Nous sommes tous en cercle et j'assiste distraitement à une démonstration électrique de la part de Julien. Il arrive enfin à ne pas tout électrocuter à la ronde. Des décharges passent entre deux de ses doigts.

Je savais que j'étais la première au collège, mais je pensais pas être dans les premiers du pays... Mais avec le recul, je suis contente que ce soit le cas, dis-je à Cyril. Je ne sais pas comment j'aurais réagi à votre place. Certains ont vu presque tout le monde tomber malade et crever. Au moment où ça m'est arrivé, c'était encore une rumeur.

Je ne sais pas trop non plus.
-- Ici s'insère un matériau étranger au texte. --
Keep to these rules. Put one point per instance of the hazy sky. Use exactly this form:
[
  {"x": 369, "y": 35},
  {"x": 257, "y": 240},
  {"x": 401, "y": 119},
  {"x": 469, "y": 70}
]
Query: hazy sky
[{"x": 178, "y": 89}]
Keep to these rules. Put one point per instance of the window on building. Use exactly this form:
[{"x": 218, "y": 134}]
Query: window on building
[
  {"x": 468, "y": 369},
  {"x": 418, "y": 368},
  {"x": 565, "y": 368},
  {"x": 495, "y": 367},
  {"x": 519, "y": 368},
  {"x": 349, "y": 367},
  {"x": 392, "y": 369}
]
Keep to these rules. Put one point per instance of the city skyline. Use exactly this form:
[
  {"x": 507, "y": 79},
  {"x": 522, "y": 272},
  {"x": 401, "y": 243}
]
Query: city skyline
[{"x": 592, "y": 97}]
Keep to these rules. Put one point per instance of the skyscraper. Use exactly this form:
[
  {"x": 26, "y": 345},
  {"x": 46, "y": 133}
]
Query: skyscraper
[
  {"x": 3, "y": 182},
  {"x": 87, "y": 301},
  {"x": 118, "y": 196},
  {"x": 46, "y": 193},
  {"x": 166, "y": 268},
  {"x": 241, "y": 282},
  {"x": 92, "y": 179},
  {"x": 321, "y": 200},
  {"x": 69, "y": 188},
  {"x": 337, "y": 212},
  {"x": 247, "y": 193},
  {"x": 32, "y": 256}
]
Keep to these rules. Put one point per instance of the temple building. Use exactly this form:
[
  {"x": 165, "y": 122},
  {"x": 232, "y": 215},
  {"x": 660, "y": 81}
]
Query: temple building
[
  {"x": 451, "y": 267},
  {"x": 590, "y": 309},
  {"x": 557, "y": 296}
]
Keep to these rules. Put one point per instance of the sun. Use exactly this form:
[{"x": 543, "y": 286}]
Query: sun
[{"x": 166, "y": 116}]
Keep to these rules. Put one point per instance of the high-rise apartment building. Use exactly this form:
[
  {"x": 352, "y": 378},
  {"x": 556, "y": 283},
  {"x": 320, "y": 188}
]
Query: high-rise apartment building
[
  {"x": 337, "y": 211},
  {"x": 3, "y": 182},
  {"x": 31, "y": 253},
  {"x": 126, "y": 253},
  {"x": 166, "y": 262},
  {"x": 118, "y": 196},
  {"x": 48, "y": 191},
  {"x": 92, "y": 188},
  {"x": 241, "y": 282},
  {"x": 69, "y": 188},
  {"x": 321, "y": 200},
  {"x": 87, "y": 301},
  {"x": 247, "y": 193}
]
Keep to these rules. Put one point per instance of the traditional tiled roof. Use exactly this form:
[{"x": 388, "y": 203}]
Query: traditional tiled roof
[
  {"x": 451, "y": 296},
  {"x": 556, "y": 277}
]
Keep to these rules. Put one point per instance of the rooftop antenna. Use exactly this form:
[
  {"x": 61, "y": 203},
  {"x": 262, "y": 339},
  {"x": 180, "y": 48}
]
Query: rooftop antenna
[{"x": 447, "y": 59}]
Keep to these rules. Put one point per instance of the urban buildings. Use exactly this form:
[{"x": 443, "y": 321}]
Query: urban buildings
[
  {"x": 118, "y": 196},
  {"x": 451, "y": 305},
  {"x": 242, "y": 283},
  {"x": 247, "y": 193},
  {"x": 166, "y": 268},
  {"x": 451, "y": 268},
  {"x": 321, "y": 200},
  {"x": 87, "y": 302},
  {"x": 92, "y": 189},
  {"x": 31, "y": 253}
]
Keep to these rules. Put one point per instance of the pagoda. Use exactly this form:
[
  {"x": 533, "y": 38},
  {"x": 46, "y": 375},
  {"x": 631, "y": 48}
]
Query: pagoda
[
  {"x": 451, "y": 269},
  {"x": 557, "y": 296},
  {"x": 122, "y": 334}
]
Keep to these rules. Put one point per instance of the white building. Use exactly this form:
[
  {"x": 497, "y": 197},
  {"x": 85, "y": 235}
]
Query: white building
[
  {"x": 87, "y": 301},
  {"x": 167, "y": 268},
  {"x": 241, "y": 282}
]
Même si je vous ai rejoint dans les derniers au campement, je t'ai suivi d'assez près. Ça m'est arrivé au collège. À la pause de midi, je sortais de la cantine et pouf. J'ai toujours une image nette, du ciel ce jour-là, des branches des platanes et de leurs feuilles jaunissantes. Et je me rappelle la peur que je ressentais.

— J'en avais jamais discuté avec personne de ce moment-là.
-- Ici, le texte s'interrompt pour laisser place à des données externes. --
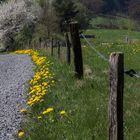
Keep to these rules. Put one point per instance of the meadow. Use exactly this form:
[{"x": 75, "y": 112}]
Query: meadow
[{"x": 80, "y": 107}]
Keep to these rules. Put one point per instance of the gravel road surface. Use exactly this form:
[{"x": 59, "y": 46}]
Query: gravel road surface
[{"x": 15, "y": 72}]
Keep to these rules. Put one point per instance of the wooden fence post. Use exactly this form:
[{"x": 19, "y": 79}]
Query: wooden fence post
[
  {"x": 58, "y": 44},
  {"x": 116, "y": 96},
  {"x": 78, "y": 60},
  {"x": 51, "y": 46},
  {"x": 68, "y": 45}
]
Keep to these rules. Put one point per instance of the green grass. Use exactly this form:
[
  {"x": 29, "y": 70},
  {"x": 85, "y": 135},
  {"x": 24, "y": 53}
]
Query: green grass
[
  {"x": 114, "y": 36},
  {"x": 86, "y": 100}
]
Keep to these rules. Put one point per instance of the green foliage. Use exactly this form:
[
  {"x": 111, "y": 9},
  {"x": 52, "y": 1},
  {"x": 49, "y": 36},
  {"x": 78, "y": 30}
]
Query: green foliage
[
  {"x": 40, "y": 34},
  {"x": 86, "y": 101},
  {"x": 23, "y": 37}
]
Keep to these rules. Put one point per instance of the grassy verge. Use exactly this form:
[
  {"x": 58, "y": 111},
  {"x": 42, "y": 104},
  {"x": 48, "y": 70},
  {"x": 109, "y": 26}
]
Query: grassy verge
[{"x": 80, "y": 107}]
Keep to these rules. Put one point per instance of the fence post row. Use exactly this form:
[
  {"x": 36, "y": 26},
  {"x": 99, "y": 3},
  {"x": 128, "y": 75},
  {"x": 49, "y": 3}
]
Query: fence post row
[
  {"x": 77, "y": 50},
  {"x": 116, "y": 96}
]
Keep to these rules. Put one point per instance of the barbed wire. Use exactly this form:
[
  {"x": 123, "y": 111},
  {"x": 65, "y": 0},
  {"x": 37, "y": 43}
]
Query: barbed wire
[
  {"x": 131, "y": 72},
  {"x": 92, "y": 47}
]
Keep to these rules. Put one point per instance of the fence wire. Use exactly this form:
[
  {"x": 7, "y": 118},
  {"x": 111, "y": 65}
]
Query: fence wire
[{"x": 130, "y": 72}]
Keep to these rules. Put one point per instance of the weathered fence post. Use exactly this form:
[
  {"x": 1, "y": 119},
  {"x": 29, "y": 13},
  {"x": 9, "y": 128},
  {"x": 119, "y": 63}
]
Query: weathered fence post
[
  {"x": 116, "y": 96},
  {"x": 68, "y": 45},
  {"x": 78, "y": 60},
  {"x": 58, "y": 43},
  {"x": 51, "y": 46}
]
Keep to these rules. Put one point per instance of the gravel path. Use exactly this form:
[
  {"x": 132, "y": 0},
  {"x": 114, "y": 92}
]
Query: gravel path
[{"x": 15, "y": 72}]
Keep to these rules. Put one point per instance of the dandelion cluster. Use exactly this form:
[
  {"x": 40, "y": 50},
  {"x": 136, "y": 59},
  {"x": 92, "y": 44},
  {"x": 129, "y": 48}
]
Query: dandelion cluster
[
  {"x": 39, "y": 86},
  {"x": 42, "y": 80}
]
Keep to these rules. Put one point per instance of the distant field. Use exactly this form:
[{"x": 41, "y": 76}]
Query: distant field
[
  {"x": 114, "y": 36},
  {"x": 86, "y": 101}
]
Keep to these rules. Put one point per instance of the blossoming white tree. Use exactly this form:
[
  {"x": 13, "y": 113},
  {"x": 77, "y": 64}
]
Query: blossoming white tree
[{"x": 14, "y": 14}]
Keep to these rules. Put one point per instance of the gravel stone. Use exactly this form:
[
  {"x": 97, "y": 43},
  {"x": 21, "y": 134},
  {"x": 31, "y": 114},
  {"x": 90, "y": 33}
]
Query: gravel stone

— Normal, on faisait tous l'autruche au camp. En espérant nous réveiller chez nous. Et que personne n'était mort...

— Je sortais du bus quand ça m'est arrivé.

— Je sais. Tout le monde ne parlait que de ça.
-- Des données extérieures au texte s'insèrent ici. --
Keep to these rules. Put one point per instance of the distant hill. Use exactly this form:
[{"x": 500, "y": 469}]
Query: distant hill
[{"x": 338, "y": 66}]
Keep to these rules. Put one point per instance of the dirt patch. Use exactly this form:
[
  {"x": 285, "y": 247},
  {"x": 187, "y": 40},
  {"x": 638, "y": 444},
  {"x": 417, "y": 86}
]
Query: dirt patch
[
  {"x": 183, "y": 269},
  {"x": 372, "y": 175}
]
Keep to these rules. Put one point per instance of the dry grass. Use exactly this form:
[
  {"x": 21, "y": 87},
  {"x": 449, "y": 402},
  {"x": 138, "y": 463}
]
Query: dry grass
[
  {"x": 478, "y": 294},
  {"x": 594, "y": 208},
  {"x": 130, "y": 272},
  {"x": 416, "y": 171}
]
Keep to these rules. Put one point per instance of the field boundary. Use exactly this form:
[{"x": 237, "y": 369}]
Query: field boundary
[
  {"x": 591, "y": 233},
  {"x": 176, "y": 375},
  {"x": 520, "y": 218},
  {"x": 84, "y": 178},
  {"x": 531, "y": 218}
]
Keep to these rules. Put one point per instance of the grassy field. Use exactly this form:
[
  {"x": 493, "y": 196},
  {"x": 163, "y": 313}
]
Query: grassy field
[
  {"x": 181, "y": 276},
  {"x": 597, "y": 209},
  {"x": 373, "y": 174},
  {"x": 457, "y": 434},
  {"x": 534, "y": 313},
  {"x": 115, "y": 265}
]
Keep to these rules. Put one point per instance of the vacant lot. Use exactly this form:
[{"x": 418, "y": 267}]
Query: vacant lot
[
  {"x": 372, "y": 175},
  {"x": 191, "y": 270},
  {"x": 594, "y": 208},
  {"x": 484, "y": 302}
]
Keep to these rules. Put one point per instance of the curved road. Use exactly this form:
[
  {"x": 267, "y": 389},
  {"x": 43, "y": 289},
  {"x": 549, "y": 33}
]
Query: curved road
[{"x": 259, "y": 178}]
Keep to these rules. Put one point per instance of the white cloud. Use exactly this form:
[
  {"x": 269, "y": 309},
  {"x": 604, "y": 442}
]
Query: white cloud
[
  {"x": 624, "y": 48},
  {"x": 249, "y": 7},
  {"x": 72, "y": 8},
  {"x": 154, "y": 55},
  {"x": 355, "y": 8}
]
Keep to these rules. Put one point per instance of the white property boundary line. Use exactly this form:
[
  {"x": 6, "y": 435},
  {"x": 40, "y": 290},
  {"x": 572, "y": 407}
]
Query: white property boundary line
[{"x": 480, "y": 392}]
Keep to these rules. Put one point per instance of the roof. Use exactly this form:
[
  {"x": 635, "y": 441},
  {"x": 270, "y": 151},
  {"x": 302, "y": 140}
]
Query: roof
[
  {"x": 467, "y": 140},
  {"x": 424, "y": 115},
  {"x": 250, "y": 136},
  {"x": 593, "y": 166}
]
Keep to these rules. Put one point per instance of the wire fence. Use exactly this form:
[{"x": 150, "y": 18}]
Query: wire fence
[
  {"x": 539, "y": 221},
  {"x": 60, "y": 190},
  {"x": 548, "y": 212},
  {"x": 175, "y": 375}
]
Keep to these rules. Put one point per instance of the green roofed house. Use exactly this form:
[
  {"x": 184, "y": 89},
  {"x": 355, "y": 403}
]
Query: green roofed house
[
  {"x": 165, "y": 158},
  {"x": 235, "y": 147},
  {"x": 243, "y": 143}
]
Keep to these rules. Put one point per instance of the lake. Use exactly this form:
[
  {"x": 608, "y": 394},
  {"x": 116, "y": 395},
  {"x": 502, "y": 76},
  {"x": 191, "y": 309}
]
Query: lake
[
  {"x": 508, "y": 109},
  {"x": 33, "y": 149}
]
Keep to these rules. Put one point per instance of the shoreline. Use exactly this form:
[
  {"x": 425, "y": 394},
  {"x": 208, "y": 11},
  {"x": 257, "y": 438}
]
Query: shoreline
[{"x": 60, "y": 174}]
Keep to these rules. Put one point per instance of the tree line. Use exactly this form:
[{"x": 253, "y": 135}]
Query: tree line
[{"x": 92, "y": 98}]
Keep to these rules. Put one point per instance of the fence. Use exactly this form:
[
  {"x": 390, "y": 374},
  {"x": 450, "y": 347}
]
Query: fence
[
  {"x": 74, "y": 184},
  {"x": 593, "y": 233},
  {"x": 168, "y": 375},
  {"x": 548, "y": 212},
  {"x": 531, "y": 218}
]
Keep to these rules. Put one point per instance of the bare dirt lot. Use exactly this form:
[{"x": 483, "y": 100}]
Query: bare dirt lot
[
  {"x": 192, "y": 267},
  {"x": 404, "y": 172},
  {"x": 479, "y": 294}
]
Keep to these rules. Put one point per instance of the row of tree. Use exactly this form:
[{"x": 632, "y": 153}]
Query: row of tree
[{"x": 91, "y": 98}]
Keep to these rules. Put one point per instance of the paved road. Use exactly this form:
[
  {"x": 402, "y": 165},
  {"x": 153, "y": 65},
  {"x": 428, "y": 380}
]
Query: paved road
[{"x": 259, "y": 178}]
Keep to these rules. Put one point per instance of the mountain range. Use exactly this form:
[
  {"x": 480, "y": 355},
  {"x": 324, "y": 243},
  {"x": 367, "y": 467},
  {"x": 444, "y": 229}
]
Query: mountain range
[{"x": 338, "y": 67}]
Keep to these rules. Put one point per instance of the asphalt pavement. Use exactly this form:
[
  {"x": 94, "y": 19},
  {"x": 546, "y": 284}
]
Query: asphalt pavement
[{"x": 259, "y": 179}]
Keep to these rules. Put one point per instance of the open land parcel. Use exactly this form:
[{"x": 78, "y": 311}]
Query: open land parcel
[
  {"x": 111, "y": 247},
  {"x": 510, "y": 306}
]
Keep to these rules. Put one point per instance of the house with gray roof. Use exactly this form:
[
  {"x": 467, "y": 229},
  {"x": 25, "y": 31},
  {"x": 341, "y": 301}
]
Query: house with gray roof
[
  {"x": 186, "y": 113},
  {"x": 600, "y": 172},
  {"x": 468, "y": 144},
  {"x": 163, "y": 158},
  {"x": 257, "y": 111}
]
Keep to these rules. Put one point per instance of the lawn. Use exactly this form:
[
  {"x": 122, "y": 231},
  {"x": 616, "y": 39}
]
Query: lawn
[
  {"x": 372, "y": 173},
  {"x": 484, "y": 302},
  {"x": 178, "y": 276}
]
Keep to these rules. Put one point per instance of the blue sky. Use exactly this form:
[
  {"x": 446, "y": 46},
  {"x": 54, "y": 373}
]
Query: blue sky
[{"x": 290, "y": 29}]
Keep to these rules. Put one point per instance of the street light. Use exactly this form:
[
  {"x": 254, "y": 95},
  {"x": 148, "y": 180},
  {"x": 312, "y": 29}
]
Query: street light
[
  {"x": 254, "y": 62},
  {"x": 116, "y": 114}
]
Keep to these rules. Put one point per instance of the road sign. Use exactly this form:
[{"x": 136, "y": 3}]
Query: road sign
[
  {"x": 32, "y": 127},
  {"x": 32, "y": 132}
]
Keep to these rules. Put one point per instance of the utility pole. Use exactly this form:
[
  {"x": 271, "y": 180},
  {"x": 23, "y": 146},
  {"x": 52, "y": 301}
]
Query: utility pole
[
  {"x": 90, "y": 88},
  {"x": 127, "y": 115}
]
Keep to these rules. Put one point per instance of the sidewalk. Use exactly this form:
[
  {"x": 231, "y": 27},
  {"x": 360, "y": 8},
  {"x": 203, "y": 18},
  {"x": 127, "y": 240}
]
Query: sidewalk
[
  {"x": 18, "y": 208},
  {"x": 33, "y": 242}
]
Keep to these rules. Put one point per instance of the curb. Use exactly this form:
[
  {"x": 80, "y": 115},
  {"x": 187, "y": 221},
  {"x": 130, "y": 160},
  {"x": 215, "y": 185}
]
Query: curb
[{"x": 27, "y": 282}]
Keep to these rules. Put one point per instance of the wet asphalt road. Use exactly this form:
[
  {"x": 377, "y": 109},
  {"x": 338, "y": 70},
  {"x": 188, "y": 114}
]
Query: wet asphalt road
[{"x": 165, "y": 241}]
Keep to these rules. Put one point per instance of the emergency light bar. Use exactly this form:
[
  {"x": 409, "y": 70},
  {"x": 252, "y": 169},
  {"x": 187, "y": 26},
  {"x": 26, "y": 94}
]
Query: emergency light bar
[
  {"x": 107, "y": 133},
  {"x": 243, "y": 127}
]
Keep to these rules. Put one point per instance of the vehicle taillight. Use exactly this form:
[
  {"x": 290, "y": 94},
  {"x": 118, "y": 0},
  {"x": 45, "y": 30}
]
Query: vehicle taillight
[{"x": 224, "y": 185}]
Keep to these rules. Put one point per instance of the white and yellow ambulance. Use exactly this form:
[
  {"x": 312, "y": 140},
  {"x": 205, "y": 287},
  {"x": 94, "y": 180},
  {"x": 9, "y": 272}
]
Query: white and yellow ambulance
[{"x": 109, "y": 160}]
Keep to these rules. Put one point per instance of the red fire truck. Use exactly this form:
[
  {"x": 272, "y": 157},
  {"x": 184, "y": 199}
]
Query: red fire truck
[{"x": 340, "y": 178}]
— J'ai été populaire, mais pas là pour en profiter, ris-je.

Cyril ne répond plus, il a dû se reconcentrer sur ce que faisaient nos camarades. Je tente de faire de même, mais mon esprit bat la campagne. Rien d'important ce passe de toute évidence, personne ne progresse. C'est un cul-de-sac, du moins, je ne pense pas que nous ayons beaucoup de temps à investir là-dedans, car je le trouverais plus profitable si tout le monde devenait un virtuose dans son propre domaine avant d'empiéter sur celui des autres. De plus, je suis certes capable de monter ou de baisser la température, mais incapable de faire une boule de feu ou de matérialiser de l'eau pour la geler. Cyril fait peut-être fausse route. Ma capacité à contrer occasionnellement son don quand je disjoncte ou celui de Laurent, c'est peut-être réellement à cause d'un problème de ma part. Après tout, j'étais en pleine crise d'angoisse.

À la fin de cette journée non productive où nous n'avons même pas mangé le midi, tout le monde en vient à la même conclusion que moi. Et le projet de tenter d'apprendre un autre don est abandonné. Mais cet interlude a remotivé tout le monde. Les jours suivants vont être intéressants, car nous allons nous entraîner tous ensemble dans des simulacres de combats. J'ai hâte.